Experts' meet on judicial integrity

“Qatar provides the largest support in the history of the UNODC by any State, which has been effectively reflected in the development and promotion of policies in various areas,” the statement points out. “It has contributed to addressing crime, transnational organised crime and new crimes, especially in cybersecurity, and has a positive impact on international peace and security.”

As a result of the multiple activities in line with the Doha Declaration programmes, "clear and concrete achievements" were made during 2015-2018 based on its four components - Judicial Integrity, Prisoner Rehabilitation, Youth Crime Prevention through Sports and Education for Justice (E4J), the statement explained.

* Judicial integrity: Based on UNODC's extensive expertise in assisting member states in these areas, the Judicial Integrity component aims to assist judicial institutions in promoting judicial integrity and fighting corruption in the justice system in accordance with Article 11 of the United Nations Convention against Corruption.

Since the adoption of the declaration in 2015 until September 2018, the total beneficiaries in this area amounted to 5,769 in 186 countries, including 4,162 in the field of awareness and knowledge activities and 1,607 in the field of capacity building.

The most prominent initiative was the launch of the Global Citizenship Initiative for the Learning of Legal Cultures, which was signed in partnership between the United Nations Office for the Implementation of the Doha Declaration and Unesco, aimed at strengthening the principles of human rights, democracy and the rule of law.

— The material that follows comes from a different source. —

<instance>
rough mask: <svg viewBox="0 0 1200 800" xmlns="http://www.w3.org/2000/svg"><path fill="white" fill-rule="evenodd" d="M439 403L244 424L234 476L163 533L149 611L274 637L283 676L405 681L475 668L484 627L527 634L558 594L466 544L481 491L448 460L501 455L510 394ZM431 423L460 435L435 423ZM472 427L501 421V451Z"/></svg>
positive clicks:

During this period, many workshops have been organised and a number of articles on judicial integrity by law experts published.

* Education for Justice: Since the adoption of the declaration in 2015, the programme has benefited 8,329 beneficiaries in more than 166 countries, including 4,862 in terms of awareness and education activities and its various initiatives, and 3,467 in terms of technical support.

The UNODC and Unesco, in line with this component, have carried out a number of initiatives aimed at developing a set of guidance and educational materials to strengthen education systems as well as the capacity of policy makers and teachers to plan and implement educational activities that address the causes and motives underlying unlawful behaviour. It is mainly intended to achieve a more peaceful and tolerant society, which will address violence, crime and corruption in accordance with the 2030 Sustainable Development Plan, particularly goals 4 and 16, which involve good education, peace-building, justice and strong institutions.

The programme has also developed a game that can be played to strengthen girls to confront violence against women, one of the most innovative projects meant for the rapid realisation of the human endeavour through which it is achieved.

* Prisoner rehabilitation: It aims to prepare prisoners for post-release and successful integration into the community through prison programmes and post-release support programmes. Within this component, many constructive rehabilitation programmes are being implemented based on the Doha Declaration.

Experts have agreed that the first steps of community reform for a prisoner would be through social reintegration and in line with principles of Nelson Mandela, as well as by expanding co-operation with international organisations dealing with social dimensions and social responsibility. The total number of beneficiaries of prisoner rehabilitation has reached 904 people in 64 countries so far.

The Prisoner Rehabilitation programmes include education, vocational training and technical guidance on how to strengthen prison-based work programmes, including a roadmap for the development of prison-based rehabilitation programmes. A number of countries have engaged with this component in various forms. Algeria gives training certificates to graduates trained in prison with no mention of their issuance by the prison. In addition, the marketing of prison products has been opened in Paraguay and other countries.

* Youth crime prevention through sports: This initiative aims to support the growth of the youth to contribute positively to society by deploying sports activities to provide a positive experience and support their health development.

The number of beneficiaries of this component has so far reached some 6,466 in more than 28 countries. The last activities carried out during 2018 were the implementation of “training courses for trainers” for 150 trainers in order to transfer their training knowledge to another 1,000 people. This was launched in South Africa, Kazakhstan and Brazil.

The UNODC has also developed programmes by involving young people and children with basic life skills that have proven to strengthen their steadfastness against crime, violence and drug abuse through joint programmes that deal with psychological and emotional stress, and teach them to refine their critical thinking and problem solving.